Las energías me iban abandonando en el curso de la pelea. Mis amigos nos alcanzaron e intentaron apartarle, pero se pegaba a mí como una lapa. Oí las carcajadas de Sharadim. Entonces, Alisaard apretó la piedra Actorios contra la garganta de Flamadin. Éste lanzó un rugido estrangulado y se debatió para zafarse de la joven. Tuve la sensación de que el fuego abrasaba mi propia garganta. El grado de simbiosis que experimentaba me horrorizó. Sollozaba mientras luchaba por liberarme de su presa.

Mi vida animaba la carne estragada de Flamadin. Mis ojos se nublaron. Por un momento, me vi desde el punto de vista de Flamadin.

—¡Soy John Daker! —grité—. ¡Soy John Daker!

Conseguí recobrarme un poco gracias a este recordatorio, pero la carne me quemaba en todos los puntos donde Alisaard, presa del pánico, aplicaba la Actorios.

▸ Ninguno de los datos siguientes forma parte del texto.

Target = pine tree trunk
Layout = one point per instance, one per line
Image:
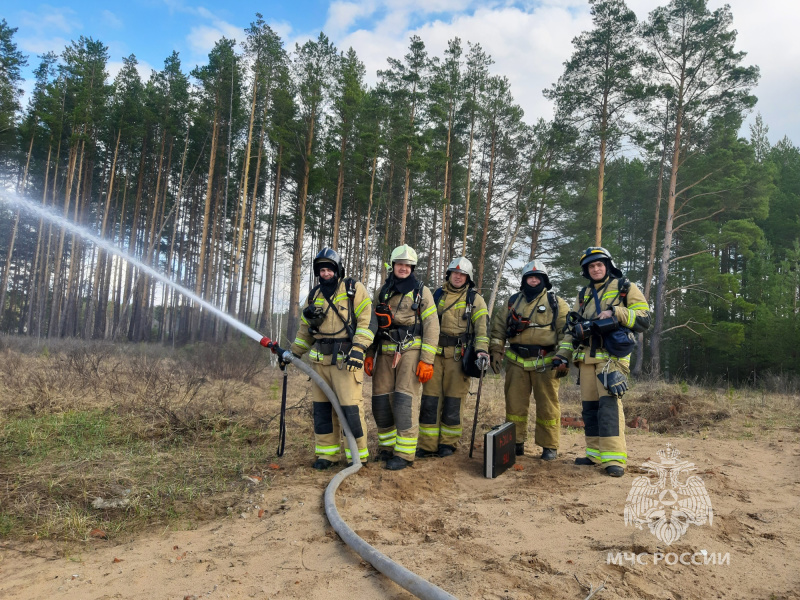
(489, 190)
(198, 289)
(337, 212)
(469, 183)
(663, 271)
(298, 242)
(365, 271)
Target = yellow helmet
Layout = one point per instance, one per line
(460, 265)
(594, 253)
(404, 254)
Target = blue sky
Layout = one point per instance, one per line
(529, 40)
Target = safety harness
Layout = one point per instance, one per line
(402, 335)
(315, 317)
(467, 337)
(623, 288)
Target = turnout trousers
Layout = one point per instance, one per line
(328, 437)
(395, 403)
(518, 387)
(442, 405)
(604, 418)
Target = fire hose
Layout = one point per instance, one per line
(406, 579)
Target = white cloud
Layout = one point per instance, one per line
(50, 19)
(530, 41)
(44, 30)
(111, 20)
(527, 47)
(113, 67)
(343, 15)
(201, 38)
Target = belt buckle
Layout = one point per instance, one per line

Por fin caí a tierra, completamente exhausto. Mis amigos trataron de arrastrarme lejos de los seres del Caos, pero yo les supliqué que detuvieran a Flamadin. Todavía se aplastaba contra el cristal, tras el que la espada estaba empotrada. Vi que, centímetro a centímetro, iba siendo absorbido por la roca. De pronto, penetró por completo en su interior. Yo también sentí que me abría paso a través del cristal carmesí. Vi que mi mano se extendía hacia el puño de la espada negra y verde cubierta de runas talladas, que desprendía llamas amarillentas.

Entretanto, con los ojos de John Daker, observé que Balarizaaf sonreía. Lo que pasaba le complacía, y no dio el menor paso para interferir.

Sólo Sharadim se sentía insegura. Ignoraba qué cantidad de mi ser había absorbido el
doppelgánger.
Mi punto de vista oscilaba sin cesar. Parte del tiempo era Flamadin, que seguía avanzando hacia la enorme espada, y parte era John Daker, al que ayudaban a reincorporarse mis amigos, mientras buscaban una vía de escape o un arma para defenderse. Teníamos la Actorios. Pensé que ni Sharadim ni Balarizaaf podrían atacarnos mientras estuviera en nuestro poder.